むろん官公庁だけなく、民間での普及も不可欠だ。木材は軽い素材で、耐震性や施工性にも優れているため、後は耐火性や防音性などを技術でカバーし、普及を促していく。
台湾でも木化緑化事業の展開を検討しており、すでに現地の顧客からも話が来ている。
海外では20階建ての木造建築もすでに存在するうえ、コスト的にも他の部材と遜色なくなっている。都内に立つ300メートルもの超高層ビルでも、計算上では木造建築で実現可能だ。普及が進めば価格競争力も上がる。その先鞭をつけていきたい。
――同業他社は建設業以外の分野に進出しようとしている。

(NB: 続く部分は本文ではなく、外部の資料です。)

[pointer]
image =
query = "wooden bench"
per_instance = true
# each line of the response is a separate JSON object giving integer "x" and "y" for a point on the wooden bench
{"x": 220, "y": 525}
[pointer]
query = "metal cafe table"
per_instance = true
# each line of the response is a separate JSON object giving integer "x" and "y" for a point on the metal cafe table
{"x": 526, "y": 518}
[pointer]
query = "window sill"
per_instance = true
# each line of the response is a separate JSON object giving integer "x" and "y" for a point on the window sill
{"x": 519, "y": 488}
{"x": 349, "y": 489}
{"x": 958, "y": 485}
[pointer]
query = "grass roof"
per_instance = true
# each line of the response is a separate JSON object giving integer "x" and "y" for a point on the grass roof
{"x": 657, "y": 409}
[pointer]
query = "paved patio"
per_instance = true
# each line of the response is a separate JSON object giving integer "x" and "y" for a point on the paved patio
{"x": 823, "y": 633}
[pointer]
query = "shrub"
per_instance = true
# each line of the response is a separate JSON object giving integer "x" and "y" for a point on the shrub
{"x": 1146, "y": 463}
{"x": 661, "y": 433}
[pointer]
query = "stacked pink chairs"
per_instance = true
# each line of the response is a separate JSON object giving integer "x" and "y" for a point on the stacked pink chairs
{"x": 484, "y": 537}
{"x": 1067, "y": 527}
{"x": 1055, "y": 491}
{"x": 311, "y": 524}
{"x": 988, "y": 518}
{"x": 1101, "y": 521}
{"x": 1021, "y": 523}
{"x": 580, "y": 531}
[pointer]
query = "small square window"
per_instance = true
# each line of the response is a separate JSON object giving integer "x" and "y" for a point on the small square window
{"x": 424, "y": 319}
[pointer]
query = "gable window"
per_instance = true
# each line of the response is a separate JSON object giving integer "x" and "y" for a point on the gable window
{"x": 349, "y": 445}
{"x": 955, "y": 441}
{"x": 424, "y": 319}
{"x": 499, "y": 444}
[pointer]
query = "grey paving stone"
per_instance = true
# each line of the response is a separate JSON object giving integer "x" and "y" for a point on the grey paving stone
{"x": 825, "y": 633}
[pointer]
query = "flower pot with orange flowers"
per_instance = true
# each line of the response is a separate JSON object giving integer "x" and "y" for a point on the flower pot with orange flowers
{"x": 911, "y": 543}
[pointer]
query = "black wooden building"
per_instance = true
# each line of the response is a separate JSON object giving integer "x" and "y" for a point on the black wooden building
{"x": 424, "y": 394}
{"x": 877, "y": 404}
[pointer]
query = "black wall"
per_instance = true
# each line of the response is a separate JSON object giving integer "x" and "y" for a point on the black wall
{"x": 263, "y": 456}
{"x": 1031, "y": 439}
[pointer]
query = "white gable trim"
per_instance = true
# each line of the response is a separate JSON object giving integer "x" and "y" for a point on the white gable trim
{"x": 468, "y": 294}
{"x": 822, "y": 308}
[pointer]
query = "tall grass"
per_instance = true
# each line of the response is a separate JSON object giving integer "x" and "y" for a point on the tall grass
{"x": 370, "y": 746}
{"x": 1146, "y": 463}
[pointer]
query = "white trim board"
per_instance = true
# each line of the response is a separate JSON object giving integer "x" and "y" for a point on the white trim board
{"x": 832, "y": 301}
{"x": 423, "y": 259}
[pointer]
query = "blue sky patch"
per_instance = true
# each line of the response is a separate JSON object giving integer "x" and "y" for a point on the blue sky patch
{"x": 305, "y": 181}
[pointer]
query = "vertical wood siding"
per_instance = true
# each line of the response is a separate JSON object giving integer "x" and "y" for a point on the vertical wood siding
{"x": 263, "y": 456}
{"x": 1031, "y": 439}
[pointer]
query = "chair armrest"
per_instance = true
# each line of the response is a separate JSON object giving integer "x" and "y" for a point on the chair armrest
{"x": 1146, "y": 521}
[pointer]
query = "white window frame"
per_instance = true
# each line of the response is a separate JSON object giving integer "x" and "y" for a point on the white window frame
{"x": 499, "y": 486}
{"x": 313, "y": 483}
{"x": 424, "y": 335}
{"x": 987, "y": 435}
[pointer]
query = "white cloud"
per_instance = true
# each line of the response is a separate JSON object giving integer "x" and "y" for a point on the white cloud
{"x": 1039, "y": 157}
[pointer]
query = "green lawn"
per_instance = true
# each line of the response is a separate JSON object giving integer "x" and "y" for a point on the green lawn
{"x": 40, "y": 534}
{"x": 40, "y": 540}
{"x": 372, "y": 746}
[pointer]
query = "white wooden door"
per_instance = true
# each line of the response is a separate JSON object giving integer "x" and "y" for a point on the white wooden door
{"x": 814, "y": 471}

その中で木造建築を選んだ理由は。
各社は賃貸事業や不動産事業、(空港や道路など公共施設の運営受託である)コンセッションなどを展開しているが、当社はあくまで建設業だ。建設技術を用いて顧客の役に立つことを目指す。木造建築を軸にした再開発事業も手掛けていく。われわれはもう不動産屋にはならない。
――今回の事業は何年先まで見据えているのか。
300年先まで見ている。少なくとも、森林は50年スパンで循環しているため、それくらいまでは見通さないといけない。今回は当社が先鞭をつけたが、他社が続いていけば、木造建築が普及の後押しになるし、むしろそうした流れになっていくべきだ。短期的な受注ではなく、長期的に考えることが成長には不可欠だ。